Field.name specifies which DataFrame COLUMN to use for this slot. The slot name (e.g., "subject" in Triple) is separate from the column name.
Column Name Resolution
- If Field.name is provided, use that as the column name
- If Field.name is None, use the slot name as the column name
Example
Column name matches slot name (most common)¶
Triple( subject=Field("subject"), # Uses column "subject" predicate=Field("predicate"), object=Field("object"), )
Column name differs from slot name¶
Triple( subject=Field("entity_name"), # Uses column "entity_name" for subject slot predicate=Field("relation_type"), object=Field("target_entity"), )

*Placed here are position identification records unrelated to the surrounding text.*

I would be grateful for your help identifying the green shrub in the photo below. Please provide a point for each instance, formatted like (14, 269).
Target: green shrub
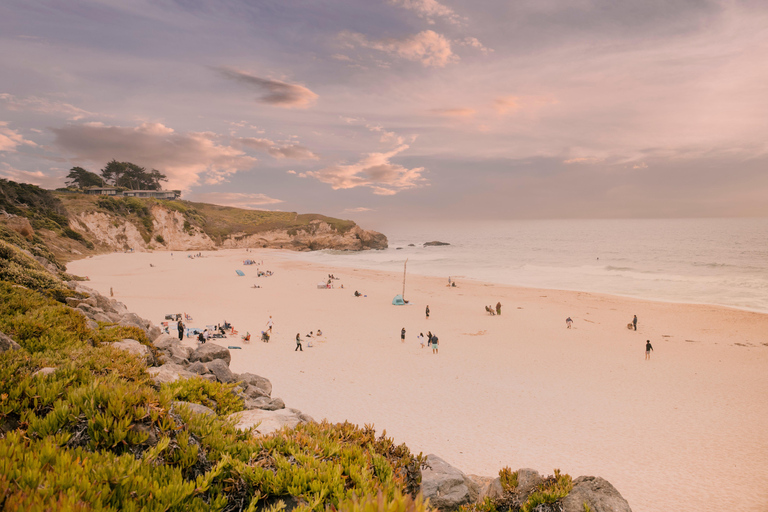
(219, 397)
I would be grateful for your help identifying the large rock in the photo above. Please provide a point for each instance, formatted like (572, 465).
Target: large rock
(196, 408)
(210, 351)
(168, 373)
(262, 384)
(597, 493)
(6, 343)
(136, 348)
(265, 403)
(267, 421)
(447, 487)
(221, 370)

Field with custom encoding¶
Field("category", encoding=Encoding.EXACT)
Field with weight boost¶
Field("description", weight=2.0)
Numeric field with scale preset (recommended)¶
Field("price", encoding=Encoding.NUMERIC, similar_within=NumericScale.DOLLARS)
Numeric field with custom scale¶
Field("score", encoding=Encoding.NUMERIC, similar_within=25)
name = None
class-attribute
instance-attribute
¶
DataFrame column name to use for this slot.
If None, the slot name is used as the column name. Example: Triple(subject=Field()) uses the "subject" column.
encoding = Encoding.SEMANTIC
class-attribute
instance-attribute
¶
How values are encoded into hypervectors.
weight = 1.0
class-attribute
instance-attribute
¶
Importance weight in similarity calculations.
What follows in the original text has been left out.